Betsy Fowler, the director of the Williamsburg Regional Library, believes that libraries change lives, and in 30 minutes, she tried to prove it.
Fowler spoke at the Williamsburg Economic Development Authority’s monthly business roundtable luncheon, delivering a presentation titled “21st Century Libraries.”
“Humans love stories,” Fowler said. “And libraries, for generations, have been the keeper of stories, and they still are.”
After more than three decades of work in libraries in Chesapeake and Fredericksburg, Fowler transitioned to Williamsburg nearly a year ago. As director of the WRL, she oversees the Williamsburg and James City County branches, which serve a population of nearly 85,000.
Fowler began with a bird’s eye view of American libraries as a whole, discussing their importance as a democratic institution.
“Everyone, regardless of income, age or origin, can access information,” she said. “Libraries level the playing field.”
Throughout her presentation, she weaved in stories — of children who chose a trip to the library over going to Busch Gardens, of lonely teens who met friends at library programs, of international parents who can’t speak English yet but go to the library so that their children can.
Fowler ended each story with the refrain: “Libraries change lives.”
Under her supervision, the James City County library underwent a substantial renovation, adding a vending cafe and coffee-shop-style marketplace in the lobby.
New plans are also underway for a potential renovation of the Williamsburg Library.
Last fall, the library had an architect assess the nearly 50-year-old branch on Scotland Street to gauge whether the building should be renovated or a new space is necessary.
His evaluation concluded a renovation would cost upwards of $17 million and would still not address many of the main issues — including parking.
Staff from both branches have been in conversations during the process, given that 68 percent of the traffic at the Williamsburg Library comes from James City County residents.
The national recommendation is that libraries have one square foot per resident. The Williamsburg Library on Scotland Street is about 30,000 square feet under that recommendation.
“We are working with the county on how to move forward,” Fowler said.
This year, the WRL submitted a request for a new 50,000 square foot library to be completed by 2023. Currently, the WRL has 63,000 square feet of facilities between the branches.
Any new or expanded facilities would be funded by the City of Williamsburg, York County and James City County under a contractual agreement for the operations of the library system.
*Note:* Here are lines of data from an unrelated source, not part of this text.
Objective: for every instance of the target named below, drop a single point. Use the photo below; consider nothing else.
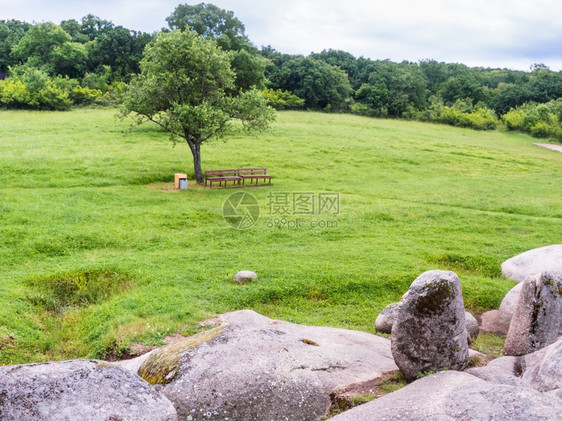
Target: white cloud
(496, 33)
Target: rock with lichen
(386, 318)
(536, 320)
(255, 368)
(452, 396)
(430, 331)
(529, 264)
(78, 390)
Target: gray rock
(455, 396)
(245, 276)
(510, 300)
(542, 370)
(472, 328)
(526, 265)
(503, 370)
(536, 320)
(495, 321)
(78, 390)
(255, 368)
(387, 317)
(430, 332)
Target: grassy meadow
(97, 252)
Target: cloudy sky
(490, 33)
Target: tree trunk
(195, 147)
(196, 151)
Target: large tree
(185, 87)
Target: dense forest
(50, 66)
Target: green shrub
(282, 100)
(53, 98)
(539, 120)
(13, 93)
(84, 95)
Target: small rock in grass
(245, 276)
(472, 329)
(387, 317)
(430, 331)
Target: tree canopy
(185, 87)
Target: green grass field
(96, 251)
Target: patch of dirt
(550, 146)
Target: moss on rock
(162, 366)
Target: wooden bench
(254, 174)
(220, 176)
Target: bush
(461, 114)
(13, 93)
(84, 95)
(53, 98)
(282, 100)
(539, 120)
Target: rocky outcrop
(472, 329)
(430, 332)
(542, 370)
(536, 319)
(255, 368)
(78, 390)
(527, 265)
(389, 314)
(452, 396)
(510, 300)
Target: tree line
(51, 66)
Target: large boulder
(536, 320)
(451, 396)
(245, 276)
(253, 368)
(472, 329)
(509, 302)
(495, 321)
(78, 390)
(503, 370)
(430, 332)
(526, 265)
(541, 370)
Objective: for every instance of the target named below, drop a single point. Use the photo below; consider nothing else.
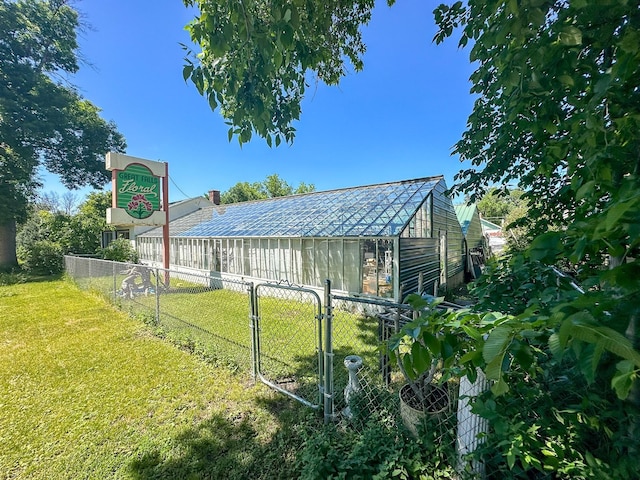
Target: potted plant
(424, 350)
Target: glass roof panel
(374, 210)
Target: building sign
(137, 191)
(139, 187)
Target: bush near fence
(214, 317)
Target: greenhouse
(379, 240)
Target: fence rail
(324, 352)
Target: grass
(87, 392)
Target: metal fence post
(328, 354)
(253, 315)
(471, 427)
(157, 296)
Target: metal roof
(373, 210)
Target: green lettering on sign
(137, 191)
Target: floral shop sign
(138, 191)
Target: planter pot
(414, 414)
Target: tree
(43, 121)
(558, 112)
(79, 233)
(256, 57)
(496, 204)
(270, 187)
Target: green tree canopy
(43, 121)
(270, 187)
(497, 204)
(256, 57)
(557, 112)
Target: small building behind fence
(371, 240)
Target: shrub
(377, 451)
(42, 257)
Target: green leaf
(616, 212)
(186, 72)
(496, 343)
(493, 370)
(570, 36)
(420, 358)
(500, 387)
(432, 343)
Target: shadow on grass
(230, 447)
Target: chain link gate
(288, 343)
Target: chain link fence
(327, 353)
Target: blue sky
(396, 120)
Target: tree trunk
(8, 258)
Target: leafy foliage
(376, 452)
(272, 186)
(558, 112)
(42, 257)
(257, 55)
(44, 122)
(120, 250)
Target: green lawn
(87, 392)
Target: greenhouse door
(288, 354)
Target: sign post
(138, 198)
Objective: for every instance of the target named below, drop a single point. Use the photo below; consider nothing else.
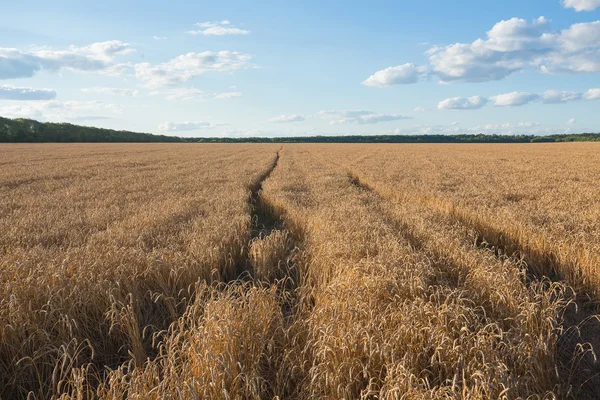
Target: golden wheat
(302, 271)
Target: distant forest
(30, 131)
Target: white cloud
(556, 96)
(462, 103)
(517, 99)
(510, 46)
(181, 94)
(287, 118)
(592, 94)
(401, 74)
(187, 126)
(97, 57)
(513, 99)
(191, 93)
(358, 117)
(185, 67)
(217, 28)
(507, 128)
(581, 5)
(113, 91)
(61, 111)
(25, 93)
(228, 95)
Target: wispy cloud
(183, 68)
(287, 118)
(112, 91)
(217, 28)
(97, 57)
(358, 117)
(510, 46)
(187, 126)
(25, 93)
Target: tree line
(31, 131)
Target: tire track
(579, 334)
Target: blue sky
(272, 68)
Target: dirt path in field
(579, 333)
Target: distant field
(299, 271)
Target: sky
(272, 68)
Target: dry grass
(358, 271)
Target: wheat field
(299, 271)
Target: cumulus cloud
(217, 28)
(187, 126)
(113, 91)
(181, 93)
(183, 68)
(592, 94)
(556, 96)
(190, 93)
(97, 57)
(228, 95)
(513, 99)
(358, 117)
(509, 47)
(25, 93)
(462, 103)
(287, 118)
(401, 74)
(61, 111)
(507, 128)
(581, 5)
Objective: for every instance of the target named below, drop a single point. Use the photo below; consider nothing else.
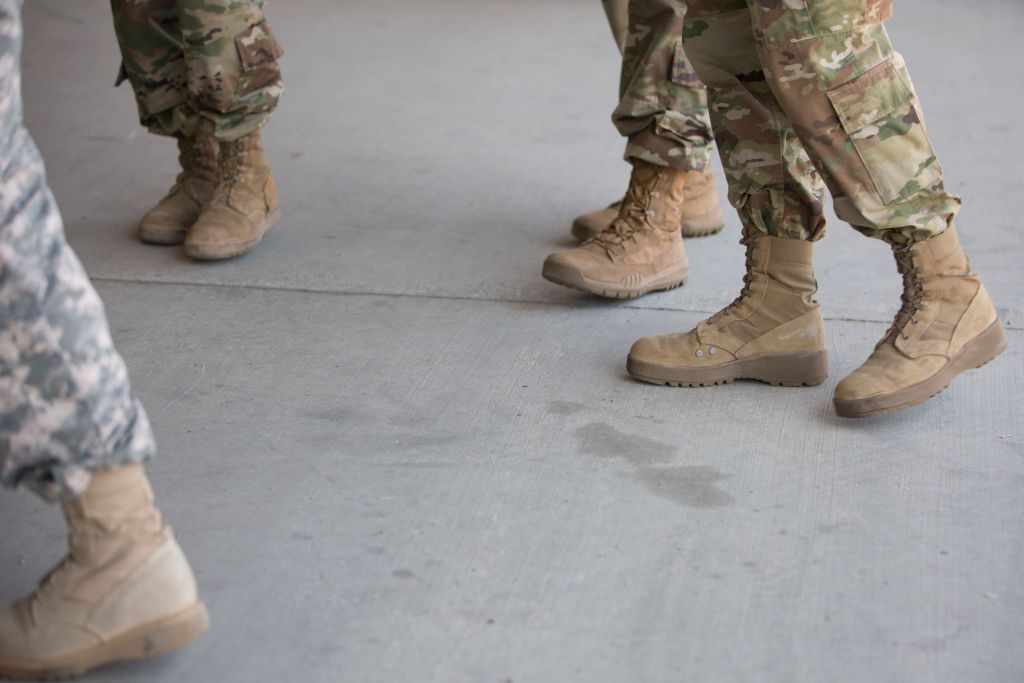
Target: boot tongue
(912, 291)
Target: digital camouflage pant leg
(790, 80)
(200, 66)
(663, 109)
(66, 408)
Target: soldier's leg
(635, 246)
(235, 85)
(71, 431)
(206, 72)
(663, 113)
(773, 331)
(619, 20)
(835, 72)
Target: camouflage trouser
(199, 66)
(800, 88)
(66, 408)
(663, 109)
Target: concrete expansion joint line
(1011, 327)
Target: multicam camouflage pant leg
(663, 110)
(66, 408)
(619, 19)
(200, 66)
(825, 73)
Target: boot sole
(688, 229)
(224, 252)
(983, 349)
(566, 276)
(792, 371)
(146, 641)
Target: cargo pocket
(882, 117)
(258, 51)
(682, 70)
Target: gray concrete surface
(393, 453)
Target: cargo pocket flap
(258, 46)
(682, 70)
(870, 97)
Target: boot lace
(913, 293)
(228, 170)
(747, 241)
(633, 219)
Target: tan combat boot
(947, 325)
(124, 591)
(701, 212)
(169, 221)
(244, 206)
(773, 332)
(641, 252)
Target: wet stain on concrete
(564, 408)
(692, 486)
(604, 441)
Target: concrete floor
(393, 453)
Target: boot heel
(792, 371)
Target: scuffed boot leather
(244, 206)
(947, 325)
(641, 252)
(773, 332)
(124, 591)
(170, 220)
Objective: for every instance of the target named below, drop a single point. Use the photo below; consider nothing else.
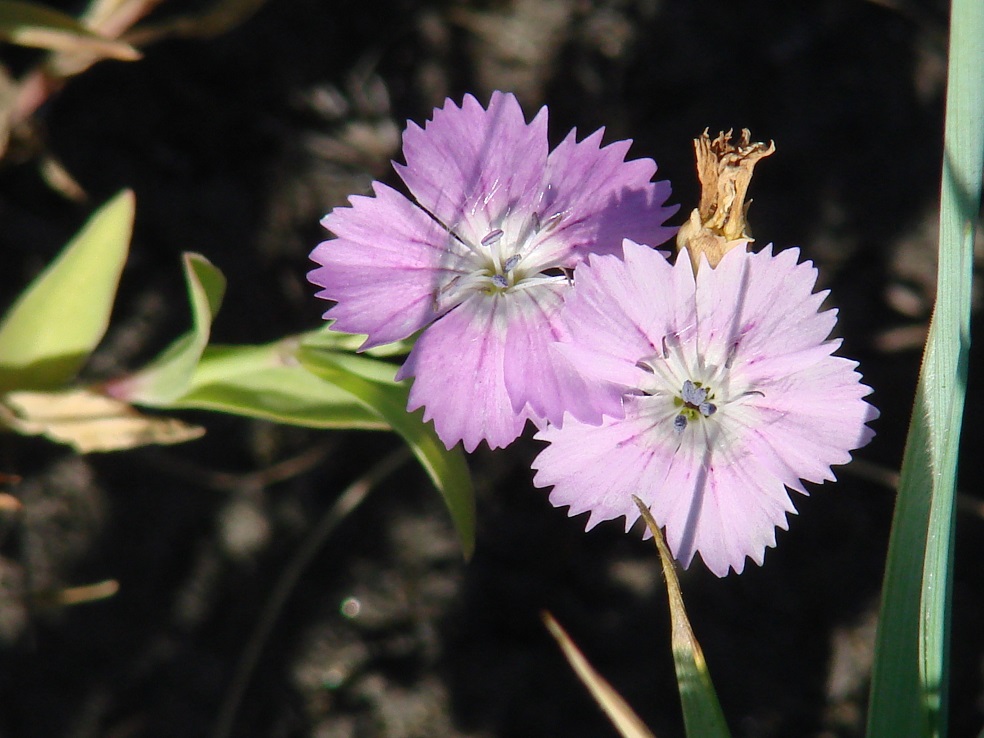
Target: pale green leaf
(702, 714)
(910, 672)
(267, 382)
(30, 24)
(57, 322)
(447, 469)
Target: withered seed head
(725, 170)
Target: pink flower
(731, 395)
(482, 262)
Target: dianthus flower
(731, 395)
(482, 262)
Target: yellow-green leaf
(169, 376)
(447, 469)
(57, 322)
(29, 24)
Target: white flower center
(503, 261)
(684, 391)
Between the three localities, the WRL will receive $6.7 million in the upcoming fiscal year. The City of Williamsburg is expected to provide $600,000 over the next two fiscal years for “design and construction to renovate the WRL building on Scotland Street,” according to its adopted budget plan for fiscal year 2019.
A second option would be for the two branches to merge into a new joint facility. Fowler said a report on that potential option, including possible locations, should be available in September.
The EDA business luncheon will take a one-month hiatus reconvene for its 105th roundtable mid-August.